AttributeError: 'numpy.ndarray' object has no attribute 'items'
Checking the corresponding code in data_parallel.py, the variable 'input' is found to be of type 'ndarray', but the code tries to call 'input.items()' though 'input' is not a dictionary type. Is there anything wrong? or how can I fix it?
This error happens when I training with multi gpus.
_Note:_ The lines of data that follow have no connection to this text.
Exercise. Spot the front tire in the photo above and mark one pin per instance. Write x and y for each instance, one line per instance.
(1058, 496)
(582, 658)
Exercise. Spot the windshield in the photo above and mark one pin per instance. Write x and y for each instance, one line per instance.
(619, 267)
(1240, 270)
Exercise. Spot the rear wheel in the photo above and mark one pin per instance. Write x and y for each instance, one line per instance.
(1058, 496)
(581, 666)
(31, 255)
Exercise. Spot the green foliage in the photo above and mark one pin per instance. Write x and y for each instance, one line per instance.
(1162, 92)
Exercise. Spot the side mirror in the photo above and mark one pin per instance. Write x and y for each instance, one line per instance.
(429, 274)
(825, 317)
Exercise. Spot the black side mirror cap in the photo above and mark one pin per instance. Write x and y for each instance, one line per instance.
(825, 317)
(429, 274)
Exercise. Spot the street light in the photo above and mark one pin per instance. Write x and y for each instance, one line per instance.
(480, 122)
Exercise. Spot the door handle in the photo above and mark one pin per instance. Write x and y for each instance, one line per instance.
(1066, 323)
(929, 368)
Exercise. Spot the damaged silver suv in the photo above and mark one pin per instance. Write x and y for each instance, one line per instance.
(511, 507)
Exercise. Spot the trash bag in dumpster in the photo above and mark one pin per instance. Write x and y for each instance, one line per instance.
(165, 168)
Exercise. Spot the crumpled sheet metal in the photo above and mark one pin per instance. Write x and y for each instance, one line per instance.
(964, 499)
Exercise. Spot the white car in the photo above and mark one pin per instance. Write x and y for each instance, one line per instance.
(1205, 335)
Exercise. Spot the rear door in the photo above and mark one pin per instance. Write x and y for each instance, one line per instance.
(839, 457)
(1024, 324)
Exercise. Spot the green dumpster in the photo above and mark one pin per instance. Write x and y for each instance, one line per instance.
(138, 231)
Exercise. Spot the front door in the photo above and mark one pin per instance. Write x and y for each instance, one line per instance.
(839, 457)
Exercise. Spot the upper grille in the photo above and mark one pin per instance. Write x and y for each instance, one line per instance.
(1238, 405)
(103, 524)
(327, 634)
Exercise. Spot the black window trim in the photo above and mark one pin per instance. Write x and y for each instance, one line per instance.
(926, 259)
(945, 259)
Single-gpu training seems to work without errors.
============================================================================
LM Training stage (stage:3)
0%| | 0/11000320 [00:00<?, ?it/s]Original utterance num: 281241
Removed 0 utterances (threshold)
Original utterance num: 2703
Removed 0 utterances (threshold)
Original utterance num: 2864
Removed 0 utterances (threshold)
Original utterance num: 2620
Removed 0 utterances (threshold)
Original utterance num: 2939
Removed 0 utterances (threshold)
Traceback (most recent call last):
File "/home/ahn/pkgs/neural_sp/examples/librispeech/s5/../../../neural_sp/bin/lm/train.py", line 340, in
save_path = pr.runcall(main)
File "/home/ahn/pkgs/neural_sp/tools/miniconda/lib/python3.7/cProfile.py", line 121, in runcall
return func(*args, **kw)
File "/home/ahn/pkgs/neural_sp/examples/librispeech/s5/../../../neural_sp/bin/lm/train.py", line 214, in main
loss, hidden, observation = model(ys_train, state=hidden)
File "/home/ahn/pkgs/neural_sp/tools/miniconda/lib/python3.7/site-packages/torch/nn/modules/module.py", line 722, in _call_impl
result = self.forward(*input, **kwargs)
File "/home/ahn/pkgs/neural_sp/tools/miniconda/lib/python3.7/site-packages/torch/nn/parallel/data_parallel.py", line 151, in forward
inputs, kwargs = self.scatter(inputs, kwargs, self.device_ids)
File "/scl_group_shared/ahn/pkgs/neural_sp/neural_sp/models/data_parallel.py", line 49, in scatter
res = [{k: scatter_map(v, i) for k, v in inputs.items()} for i in range(len(self.device_ids))]
File "/scl_group_shared/ahn/pkgs/neural_sp/neural_sp/models/data_parallel.py", line 49, in
res = [{k: scatter_map(v, i) for k, v in inputs.items()} for i in range(len(self.device_ids))]
AttributeError: 'numpy.ndarray' object has no attribute 'items'
0%| | 0/11000320 [00:00<?, ?it/s]
I recommend using a single GPU for LM training though I will fix the bug.